The company has hired 17,000 salaried and hourly workers in the past two years and spent $1 billion remaking its offices into modern workspaces. It also has secured two major investments in its work on autonomous vehicles, with Japan's SoftBank and Honda partnering with Cruise, GM's self-driving division.

The company says that 40 percent of its 67,000 salaried full-time global workers have been hired in the past five years.

GM is focused on keeping the company lean

The buyout offer is one of many proactive steps GM is taking as it combats rising tariff-related costs on steel and other commodities.

"We've been on a journey to transform the company, both in how we operate the business and in how we lead in the future of mobility. Even with the positive progress we've made, we are taking proactive steps to get ahead of the curve by accelerating our efforts to address overall business performance," said Morrissey in a statement.

In her email to employees, Chief Executive Mary Barra wrote that "Our structural costs are not aligned with the market realities."

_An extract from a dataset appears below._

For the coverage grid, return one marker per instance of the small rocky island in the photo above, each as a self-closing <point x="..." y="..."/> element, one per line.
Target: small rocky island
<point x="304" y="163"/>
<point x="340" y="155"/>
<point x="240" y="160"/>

The Detroit automaker had previously promised investors it would cut $6.5 billion in costs this year, and the buyouts would add to that total, a company spokesman said on Wednesday.

In her email to employees, Barra focused on the fact that GM has burned through $300 million in cash in its automotive operations during the first nine months of 2018. She also noted that the company's stock price is still stuck near the $33 a share IPO price in 2010 after a bankruptcy restructuring following the 2009 U.S. recession.

GM has cut production at car plants over the last two years and its hourly workforce fell by 4,000 workers last year, according to GM's annual report. In addition, GM in June ended the second shift at its Lordstown, Ohio assembly plant, cutting 1,500 jobs, as demand for sedans fell sharply in the U.S.

GM faced with higher material costs

GM also cited increasing material costs caused by new tariffs on foreign metals imposed by the Trump administration.

GM, along with its rivals Ford Motor Co. and Fiat Chrysler Automobiles NV have all forecasted a substantial decrease in profits from rising steel and aluminum costs from tariffs imposed by the Trump administration.

The rise in materials costs is increasing pressure on automakers to cut costs ahead of a predicted decline in U.S. vehicle demand after a long bull market In July, GM lowered its full-year forecast, citing higher steel and aluminum costs due to tariffs.

In the third quarter, GM said it was able to raise prices by $900 million in North America, in part because it is launching a new generation of its popular full-size pickup trucks, the Chevrolet Silverado and GMC Sierra.

Tariffs eating into U.S. automaker profits

GM, along with its chief U.S. rivals Ford and Fiat Chrysler has said it expects tariffs to reduce its profits by $1 billion in 2018 and 2019, while Fiat Chrysler has warned that rising metals costs could cost it 850 million euros ($963 million) this year and next year.

Excluding the effect of any cost cutting it achieves, GM's CFO Dhivya Suryadevara reaffirmed GM's commodity costs in 2019 will increase by $1 billion over 2018.

GM's biggest U.S. rival Ford also is working to reduce its salaried workforce. Ford has not provided specifics on how many jobs will be cut as part of its $11 billion "fitness" plan.

Earlier this month, Ford said it would cut its global salaried workforce of 70,000 by an unspecified number and hoped to complete the cuts by the end of June 2019. This week, Ford is holding three days of meetings to discuss ways to flatten the structure of its salaried workforce and get managers to oversee larger numbers of employees.

In addition to the buyout announcement, GM said it booked a record $500 million in income from its joint ventures in China, GM's largest market by volume. That result was in spite of the sharpest industry sales drop in nearly seven years during September.

Barra said on a conference call with analysts that demand remains strong in larger Chinese cities for the company's luxury vehicles, including GM's Cadillac models.